Storywise, Senua takes place after both Hellblade games and is set in Purgatory, specifically Senua’s vision of it shaped as her childhood homeland, so she is in one sense returning home. Trapped between life and death, she is on a quest to reach the afterlife and reunite with those she has lost, believing that healing the wounds of her life is the key that unlocks the gate. Matthews said the game is built to welcome newcomers as much as returning fans, presenting its characters and themes so new players can follow along without prior Hellblade experience. The recurring wave of gold in the trailer represents what he called an insidious but beautiful force that threatens to erase what Senua believes in and reflects what she risks becoming, though he kept further details under wraps.

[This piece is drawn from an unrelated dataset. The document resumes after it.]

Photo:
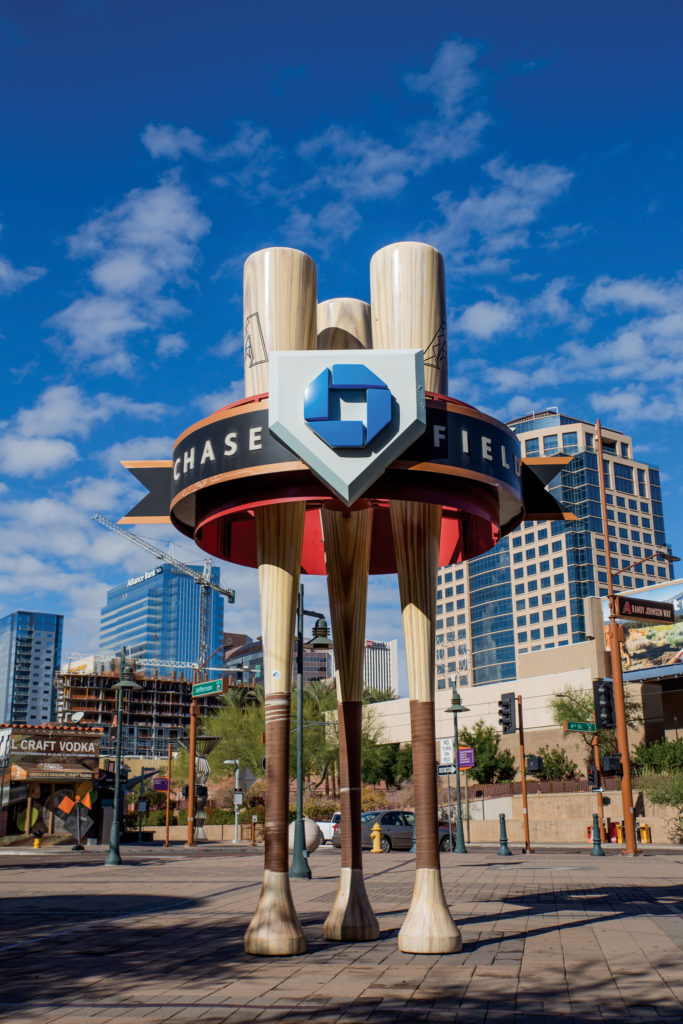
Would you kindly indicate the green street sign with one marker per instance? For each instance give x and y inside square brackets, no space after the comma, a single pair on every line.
[213,686]
[580,726]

The roughly three-year gap between Hellblade II and Senua is deliberate, with Matthews noting the studio began work on Senua in September 2024, a few months after Hellblade II shipped, and saying it wants to ship games more regularly going forward. Senua arrives in 2027 on PlayStation 5, XBOX Series X|S, and PC, including on Steam and in XBOX Game Pass, with XBOX Play Anywhere support across console and PC.